One of the characteristics of the Jewish people is the desire to share intellect. I learned this from one of my Torah classes and I know it is true from so many experiences I have had in Israel. A stranger passing me on the street might tell me that my shoe is untied, my baby is too cold, the street is blocked up ahead, and all sorts of other information.
According to my teacher this desire to spread information is what characterized the chesed, the kindness, of Avraham Avinu, our forefather. He came to the realization that there was one G-d who created the world and stayed involved with it. In his enthusiasm Avraham was compelled to share his knowledge with others. Only after he began his outreach program did HaShem appear to him in Haran.
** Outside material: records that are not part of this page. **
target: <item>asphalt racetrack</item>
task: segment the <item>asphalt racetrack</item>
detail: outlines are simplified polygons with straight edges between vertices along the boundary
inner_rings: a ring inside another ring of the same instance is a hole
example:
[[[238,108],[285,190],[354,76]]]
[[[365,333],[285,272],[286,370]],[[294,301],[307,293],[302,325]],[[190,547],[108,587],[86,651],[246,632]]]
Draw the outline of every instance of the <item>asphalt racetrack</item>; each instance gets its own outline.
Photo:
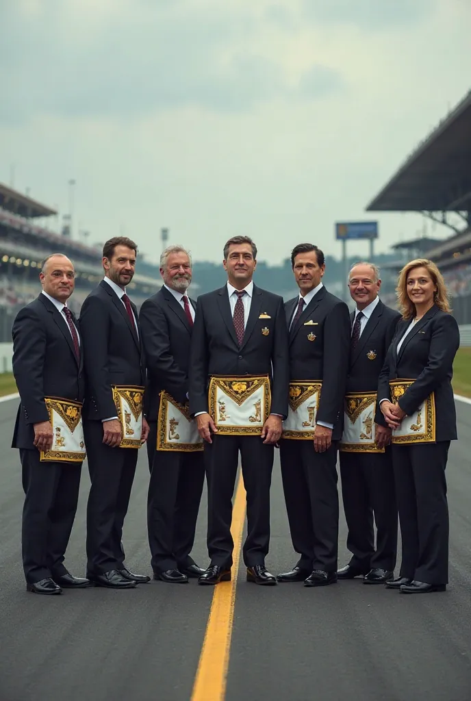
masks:
[[[212,587],[193,580],[152,581],[123,592],[27,593],[20,461],[9,447],[17,406],[16,400],[0,404],[0,701],[189,701]],[[225,693],[208,687],[198,701],[471,700],[471,405],[458,402],[457,411],[460,440],[447,468],[446,592],[406,596],[361,580],[320,589],[257,587],[245,582],[240,562]],[[144,449],[123,543],[128,566],[151,574]],[[88,484],[86,465],[65,562],[80,576]],[[205,566],[205,501],[193,553]],[[345,540],[342,519],[341,566],[348,562]],[[266,564],[276,574],[295,562],[277,458]]]

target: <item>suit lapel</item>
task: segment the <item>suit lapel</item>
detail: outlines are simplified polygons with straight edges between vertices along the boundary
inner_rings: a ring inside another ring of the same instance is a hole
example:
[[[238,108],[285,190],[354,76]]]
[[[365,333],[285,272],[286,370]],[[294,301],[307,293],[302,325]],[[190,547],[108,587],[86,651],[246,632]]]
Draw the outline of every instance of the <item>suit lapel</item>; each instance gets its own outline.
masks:
[[[352,365],[357,360],[360,354],[362,352],[363,348],[366,346],[368,339],[378,326],[383,308],[384,305],[383,304],[383,302],[378,301],[371,312],[371,315],[363,329],[363,333],[360,336],[355,350],[353,350],[352,353]],[[353,313],[353,315],[355,316],[355,312]]]
[[[304,322],[306,321],[310,316],[311,316],[317,308],[319,306],[324,297],[325,297],[326,289],[325,287],[321,287],[317,294],[315,294],[313,299],[310,300],[308,306],[306,307],[303,313],[301,315],[296,324],[293,324],[291,329],[289,329],[289,343],[291,344],[296,336],[302,326],[304,325]]]
[[[407,336],[404,340],[404,343],[402,343],[402,345],[400,348],[399,353],[397,354],[398,360],[402,356],[402,353],[404,353],[406,346],[411,342],[411,339],[413,339],[414,336],[416,335],[416,334],[418,334],[418,332],[421,330],[421,329],[423,328],[425,324],[427,324],[427,322],[429,322],[430,320],[435,315],[437,311],[438,308],[434,305],[430,309],[428,310],[428,311],[425,314],[423,315],[421,320],[417,322],[414,328],[411,329],[411,331],[409,331],[409,332],[407,334]],[[407,328],[408,326],[406,327],[406,329]],[[404,335],[404,334],[402,335]]]
[[[254,289],[252,296],[252,302],[250,303],[250,311],[249,312],[249,318],[247,320],[247,324],[245,325],[245,332],[244,333],[244,338],[240,346],[240,350],[247,343],[247,341],[252,336],[252,334],[255,326],[257,320],[259,318],[260,315],[260,309],[261,308],[261,301],[263,299],[263,294],[261,290],[256,287],[254,285]]]
[[[228,331],[231,334],[232,340],[234,341],[237,347],[239,347],[239,342],[237,340],[237,335],[235,334],[235,328],[234,327],[234,322],[232,318],[232,313],[231,312],[231,303],[229,302],[229,294],[227,291],[227,287],[224,285],[221,290],[219,290],[217,294],[217,304],[219,307],[219,311],[221,312],[221,315],[224,320],[224,323],[227,327]]]

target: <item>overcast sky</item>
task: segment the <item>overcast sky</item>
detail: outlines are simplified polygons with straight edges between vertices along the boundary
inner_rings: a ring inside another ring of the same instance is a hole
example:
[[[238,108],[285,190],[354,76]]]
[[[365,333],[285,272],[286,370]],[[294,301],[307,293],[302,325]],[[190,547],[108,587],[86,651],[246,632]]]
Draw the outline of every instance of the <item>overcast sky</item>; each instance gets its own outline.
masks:
[[[75,179],[76,236],[153,260],[162,226],[200,260],[339,255],[471,87],[471,0],[0,0],[0,182],[62,214]],[[377,218],[378,250],[423,231]]]

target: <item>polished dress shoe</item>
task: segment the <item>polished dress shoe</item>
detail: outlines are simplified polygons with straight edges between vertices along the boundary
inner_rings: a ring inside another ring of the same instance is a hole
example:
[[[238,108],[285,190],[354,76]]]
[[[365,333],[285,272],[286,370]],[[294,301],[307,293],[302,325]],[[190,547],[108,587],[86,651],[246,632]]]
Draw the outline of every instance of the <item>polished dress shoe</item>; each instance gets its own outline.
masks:
[[[54,577],[53,580],[62,589],[85,589],[86,587],[90,585],[89,579],[74,577],[70,572],[66,572],[65,574],[61,575],[60,577]]]
[[[273,587],[276,584],[276,578],[268,572],[265,565],[254,565],[247,568],[247,581]]]
[[[154,579],[160,579],[161,582],[169,584],[188,584],[188,577],[182,574],[179,570],[165,570],[165,572],[154,572]]]
[[[88,579],[95,587],[107,587],[109,589],[133,589],[137,582],[125,579],[118,570],[110,570],[102,574],[89,574]]]
[[[324,570],[314,570],[304,580],[305,587],[327,587],[329,584],[336,583],[337,573],[325,572]]]
[[[362,569],[361,567],[355,567],[355,565],[346,565],[341,569],[337,570],[337,579],[355,579],[361,575],[364,577],[369,570]]]
[[[276,578],[278,582],[303,582],[310,573],[310,570],[301,569],[301,567],[296,565],[289,572],[282,572],[281,574],[278,575]]]
[[[212,565],[207,568],[198,580],[198,584],[219,584],[219,582],[231,581],[231,570],[227,567]]]
[[[197,579],[206,571],[203,567],[198,567],[194,563],[192,565],[189,565],[188,567],[179,567],[178,569],[182,574],[186,574],[187,577],[191,579]]]
[[[363,584],[384,584],[394,577],[392,570],[383,570],[381,567],[375,567],[365,574]]]
[[[444,592],[446,589],[446,584],[428,584],[414,579],[409,584],[403,584],[400,592],[401,594],[429,594],[430,592]]]
[[[410,584],[412,581],[407,577],[397,577],[396,579],[390,579],[385,582],[388,589],[400,589],[403,584]]]
[[[137,584],[146,584],[147,582],[151,581],[151,578],[148,577],[146,574],[135,574],[134,572],[130,571],[127,567],[123,567],[122,570],[116,570],[119,572],[121,577],[127,579],[128,582],[135,582]]]
[[[39,582],[34,582],[34,584],[26,583],[27,592],[32,592],[34,594],[62,594],[62,590],[58,584],[47,577],[41,579]]]

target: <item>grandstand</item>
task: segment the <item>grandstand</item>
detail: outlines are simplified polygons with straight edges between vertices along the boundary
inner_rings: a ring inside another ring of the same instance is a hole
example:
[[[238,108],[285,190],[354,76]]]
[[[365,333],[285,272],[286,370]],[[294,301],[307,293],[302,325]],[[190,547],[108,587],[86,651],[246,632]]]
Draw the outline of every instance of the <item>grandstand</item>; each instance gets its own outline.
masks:
[[[384,269],[383,297],[390,304],[397,273],[407,259],[426,255],[445,278],[458,323],[471,323],[471,91],[419,144],[367,210],[420,212],[452,230],[445,240],[416,239],[392,247],[398,259]]]
[[[103,277],[102,252],[68,236],[39,226],[35,220],[57,212],[49,207],[0,184],[0,341],[11,340],[11,325],[18,311],[37,296],[39,268],[50,253],[69,256],[75,265],[75,292],[71,308],[78,313],[88,292]],[[137,262],[137,270],[139,261]],[[158,268],[146,262],[129,287],[137,306],[161,286]]]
Many of us share Avraham’s enthusiasm, especially those of us who are newly religious. One of my newer neighbors in Shilo epitomizes this better than almost anyone I know.
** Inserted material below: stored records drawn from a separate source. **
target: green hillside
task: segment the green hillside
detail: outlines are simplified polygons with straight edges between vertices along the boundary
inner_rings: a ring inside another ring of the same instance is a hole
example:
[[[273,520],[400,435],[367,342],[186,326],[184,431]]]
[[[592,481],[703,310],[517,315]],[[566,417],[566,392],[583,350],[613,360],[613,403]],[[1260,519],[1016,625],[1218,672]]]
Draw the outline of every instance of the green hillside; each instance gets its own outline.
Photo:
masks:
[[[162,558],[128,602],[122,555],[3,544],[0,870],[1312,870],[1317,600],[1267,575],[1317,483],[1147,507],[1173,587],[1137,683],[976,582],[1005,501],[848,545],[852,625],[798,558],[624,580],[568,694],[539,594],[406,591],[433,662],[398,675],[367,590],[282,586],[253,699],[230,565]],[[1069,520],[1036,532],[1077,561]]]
Eliyokim grew up in Jewish home where he knew he was Jewish but not too much more. As a child his mother did light Shabbat candles, but that phased out after his grandmother died. When he was only five-years-old his aunt was on a plane that was hijacked. The experience caused her to become observant and it greatly influenced Eliyokim. Every report he had to do throughout his school experience was based on that hijacking. More important, it gave him the message that he was Jewish, he was different, and he was special.
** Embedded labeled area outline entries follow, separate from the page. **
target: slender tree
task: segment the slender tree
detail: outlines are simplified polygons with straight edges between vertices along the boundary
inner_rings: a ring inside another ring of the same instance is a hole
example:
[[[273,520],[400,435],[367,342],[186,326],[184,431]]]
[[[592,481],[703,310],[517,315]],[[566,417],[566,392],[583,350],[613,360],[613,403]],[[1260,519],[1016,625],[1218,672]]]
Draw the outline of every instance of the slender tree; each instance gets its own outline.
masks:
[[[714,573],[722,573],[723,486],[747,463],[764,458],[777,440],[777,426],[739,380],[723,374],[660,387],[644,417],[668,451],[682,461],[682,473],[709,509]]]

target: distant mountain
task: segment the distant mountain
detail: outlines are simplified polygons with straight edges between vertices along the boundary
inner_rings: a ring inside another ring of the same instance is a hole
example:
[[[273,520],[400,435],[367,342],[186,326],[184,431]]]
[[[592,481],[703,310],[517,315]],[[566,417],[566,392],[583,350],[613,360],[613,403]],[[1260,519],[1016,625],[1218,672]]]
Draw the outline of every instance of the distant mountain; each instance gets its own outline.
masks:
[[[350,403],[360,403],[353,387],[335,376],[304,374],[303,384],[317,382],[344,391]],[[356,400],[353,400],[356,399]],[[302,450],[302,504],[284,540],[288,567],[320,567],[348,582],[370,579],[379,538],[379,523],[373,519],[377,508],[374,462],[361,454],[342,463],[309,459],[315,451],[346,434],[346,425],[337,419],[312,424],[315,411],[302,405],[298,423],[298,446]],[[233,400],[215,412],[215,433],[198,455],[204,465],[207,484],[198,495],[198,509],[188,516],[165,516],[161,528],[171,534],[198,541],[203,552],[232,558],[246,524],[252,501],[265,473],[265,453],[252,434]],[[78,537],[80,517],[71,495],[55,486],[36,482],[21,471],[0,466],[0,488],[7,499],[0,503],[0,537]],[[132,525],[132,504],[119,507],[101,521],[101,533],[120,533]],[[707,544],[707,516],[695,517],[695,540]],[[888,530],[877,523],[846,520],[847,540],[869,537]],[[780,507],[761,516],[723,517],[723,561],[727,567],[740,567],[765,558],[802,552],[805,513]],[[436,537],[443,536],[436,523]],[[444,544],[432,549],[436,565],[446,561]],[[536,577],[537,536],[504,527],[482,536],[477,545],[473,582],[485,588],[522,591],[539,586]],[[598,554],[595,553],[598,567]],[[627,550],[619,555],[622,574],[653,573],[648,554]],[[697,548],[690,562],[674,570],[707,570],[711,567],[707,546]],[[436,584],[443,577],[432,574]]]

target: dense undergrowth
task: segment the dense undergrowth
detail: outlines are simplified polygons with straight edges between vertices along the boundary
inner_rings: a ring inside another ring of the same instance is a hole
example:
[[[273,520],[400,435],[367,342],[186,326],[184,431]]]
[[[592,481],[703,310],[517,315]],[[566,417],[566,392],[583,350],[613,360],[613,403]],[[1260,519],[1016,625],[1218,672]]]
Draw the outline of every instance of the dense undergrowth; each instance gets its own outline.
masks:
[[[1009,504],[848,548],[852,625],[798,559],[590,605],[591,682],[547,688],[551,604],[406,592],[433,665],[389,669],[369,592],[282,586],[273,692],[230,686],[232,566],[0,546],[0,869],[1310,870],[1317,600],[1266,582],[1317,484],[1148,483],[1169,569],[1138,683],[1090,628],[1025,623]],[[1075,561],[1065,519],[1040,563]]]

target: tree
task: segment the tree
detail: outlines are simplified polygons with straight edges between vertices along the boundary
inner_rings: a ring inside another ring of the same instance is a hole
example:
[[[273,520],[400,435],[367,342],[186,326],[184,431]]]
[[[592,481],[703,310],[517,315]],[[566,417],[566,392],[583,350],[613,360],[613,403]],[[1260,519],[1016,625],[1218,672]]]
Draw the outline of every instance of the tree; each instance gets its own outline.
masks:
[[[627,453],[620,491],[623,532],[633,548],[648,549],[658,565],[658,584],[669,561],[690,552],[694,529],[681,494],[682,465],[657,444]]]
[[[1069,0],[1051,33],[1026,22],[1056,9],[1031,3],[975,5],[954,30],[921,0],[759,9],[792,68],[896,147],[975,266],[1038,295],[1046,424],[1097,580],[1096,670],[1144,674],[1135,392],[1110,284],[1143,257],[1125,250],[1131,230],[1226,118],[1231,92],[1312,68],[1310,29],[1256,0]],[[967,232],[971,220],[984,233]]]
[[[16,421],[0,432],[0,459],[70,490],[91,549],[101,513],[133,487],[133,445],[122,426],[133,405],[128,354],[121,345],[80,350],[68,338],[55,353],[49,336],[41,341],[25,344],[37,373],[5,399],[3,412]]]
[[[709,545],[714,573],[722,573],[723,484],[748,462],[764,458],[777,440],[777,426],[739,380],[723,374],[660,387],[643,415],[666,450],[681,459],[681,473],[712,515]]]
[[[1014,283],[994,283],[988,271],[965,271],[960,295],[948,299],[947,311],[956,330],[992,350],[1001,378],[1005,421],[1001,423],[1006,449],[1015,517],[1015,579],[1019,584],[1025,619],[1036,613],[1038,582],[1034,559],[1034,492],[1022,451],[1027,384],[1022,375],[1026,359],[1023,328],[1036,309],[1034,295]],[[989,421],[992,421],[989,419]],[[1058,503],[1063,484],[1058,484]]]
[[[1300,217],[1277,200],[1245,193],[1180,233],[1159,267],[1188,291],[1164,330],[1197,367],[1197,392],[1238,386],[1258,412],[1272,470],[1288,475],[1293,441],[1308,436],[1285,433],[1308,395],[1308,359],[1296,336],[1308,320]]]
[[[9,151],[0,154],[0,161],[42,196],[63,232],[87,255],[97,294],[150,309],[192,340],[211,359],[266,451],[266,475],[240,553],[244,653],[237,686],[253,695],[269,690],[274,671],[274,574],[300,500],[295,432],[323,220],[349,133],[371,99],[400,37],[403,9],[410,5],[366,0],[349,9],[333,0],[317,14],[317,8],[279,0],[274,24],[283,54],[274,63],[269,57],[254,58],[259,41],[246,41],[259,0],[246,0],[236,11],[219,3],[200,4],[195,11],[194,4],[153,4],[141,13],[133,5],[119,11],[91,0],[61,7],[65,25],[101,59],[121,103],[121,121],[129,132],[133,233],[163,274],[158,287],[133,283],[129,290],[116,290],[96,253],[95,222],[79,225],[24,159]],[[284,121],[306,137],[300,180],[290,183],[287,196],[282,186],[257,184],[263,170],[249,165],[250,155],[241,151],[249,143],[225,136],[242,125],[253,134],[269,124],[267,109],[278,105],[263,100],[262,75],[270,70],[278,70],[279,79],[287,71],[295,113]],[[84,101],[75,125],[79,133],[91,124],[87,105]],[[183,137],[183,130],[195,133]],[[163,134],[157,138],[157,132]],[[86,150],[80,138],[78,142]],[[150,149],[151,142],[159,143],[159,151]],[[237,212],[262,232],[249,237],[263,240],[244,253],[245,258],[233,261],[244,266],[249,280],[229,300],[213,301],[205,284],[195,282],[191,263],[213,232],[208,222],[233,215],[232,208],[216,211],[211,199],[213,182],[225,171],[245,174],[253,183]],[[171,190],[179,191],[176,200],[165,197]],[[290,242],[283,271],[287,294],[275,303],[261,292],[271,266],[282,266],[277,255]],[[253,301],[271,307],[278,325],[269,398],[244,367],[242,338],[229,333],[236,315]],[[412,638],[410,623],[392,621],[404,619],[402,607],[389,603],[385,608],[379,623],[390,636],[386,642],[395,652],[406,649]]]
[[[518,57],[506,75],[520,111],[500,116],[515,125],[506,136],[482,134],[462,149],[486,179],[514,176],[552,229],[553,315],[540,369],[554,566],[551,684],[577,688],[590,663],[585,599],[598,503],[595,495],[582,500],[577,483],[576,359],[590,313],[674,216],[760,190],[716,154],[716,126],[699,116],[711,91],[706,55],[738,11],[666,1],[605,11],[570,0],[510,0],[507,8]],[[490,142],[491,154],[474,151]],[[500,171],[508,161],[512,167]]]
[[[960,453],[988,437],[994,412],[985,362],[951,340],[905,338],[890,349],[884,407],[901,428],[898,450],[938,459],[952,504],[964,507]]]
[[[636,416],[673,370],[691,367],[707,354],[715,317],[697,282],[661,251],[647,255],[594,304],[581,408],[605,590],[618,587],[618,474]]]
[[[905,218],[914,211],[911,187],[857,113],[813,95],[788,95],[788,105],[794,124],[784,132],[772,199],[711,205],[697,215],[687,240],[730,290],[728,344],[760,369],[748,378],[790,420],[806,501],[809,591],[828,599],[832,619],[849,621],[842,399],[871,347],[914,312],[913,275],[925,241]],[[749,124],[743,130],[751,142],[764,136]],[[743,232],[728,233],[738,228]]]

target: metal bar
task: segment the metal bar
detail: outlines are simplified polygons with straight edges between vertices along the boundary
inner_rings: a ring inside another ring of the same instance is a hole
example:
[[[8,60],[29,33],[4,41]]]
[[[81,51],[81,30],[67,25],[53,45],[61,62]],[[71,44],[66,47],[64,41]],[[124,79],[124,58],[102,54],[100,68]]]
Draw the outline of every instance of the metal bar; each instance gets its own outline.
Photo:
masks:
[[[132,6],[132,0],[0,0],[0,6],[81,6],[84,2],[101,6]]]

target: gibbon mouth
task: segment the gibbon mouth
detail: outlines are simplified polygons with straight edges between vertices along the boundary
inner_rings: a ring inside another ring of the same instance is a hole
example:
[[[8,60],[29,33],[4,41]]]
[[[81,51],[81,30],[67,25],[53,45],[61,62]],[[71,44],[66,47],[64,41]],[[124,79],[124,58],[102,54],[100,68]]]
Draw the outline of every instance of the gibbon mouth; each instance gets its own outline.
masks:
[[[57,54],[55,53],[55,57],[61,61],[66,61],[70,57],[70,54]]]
However, he did not do much of anything with that feeling besides joining a Jewish fraternity, occasionally going to Reform services, and once in a while reading the Torah. What he did do was go from smoking marijuana to snorting and selling cocaine. By the time he finished school and began working in his family business Eliyokim was adept at leading a double life. At one point he did try rehabilitation but it did not work.
Then on January 4th, 2008, ironically a Friday evening, when Eliyokim was twenty-seven years old everything changed. He went to buy drugs after work and was driving around while high. He took a wrong turn and ended up going the opposite direction on the highway. When Eliyokim first saw a car coming at him in his lane he thought the guy was an idiot. After dodging three more cars it began to dawn on him that he was the idiot. A police car spotted him and flashed his lights. Eliyokim did not stop. He was afraid to since his license had been revoked several months earlier due an unpaid speeding ticket in Alabama. A forty-five minute car chase ensued with what seemed like twenty-five cruisers chasing after Eliyokim. It was like something out of the big screen; sirens, road spikes, weaving in and out of traffic. Fortunately for Eliyokim the policemen were concerned about innocent bystanders and there were no bullets. He was numb as he drove, looking at himself as if he were in a movie. Eventually fatigue took over and Eliyokim slowed down. A police car knocked him off the road and a number of policemen wrestled him to the ground, handcuffed him, and took him to jail. Again Eliyokim was fortunate that no guns had been used in the arrest.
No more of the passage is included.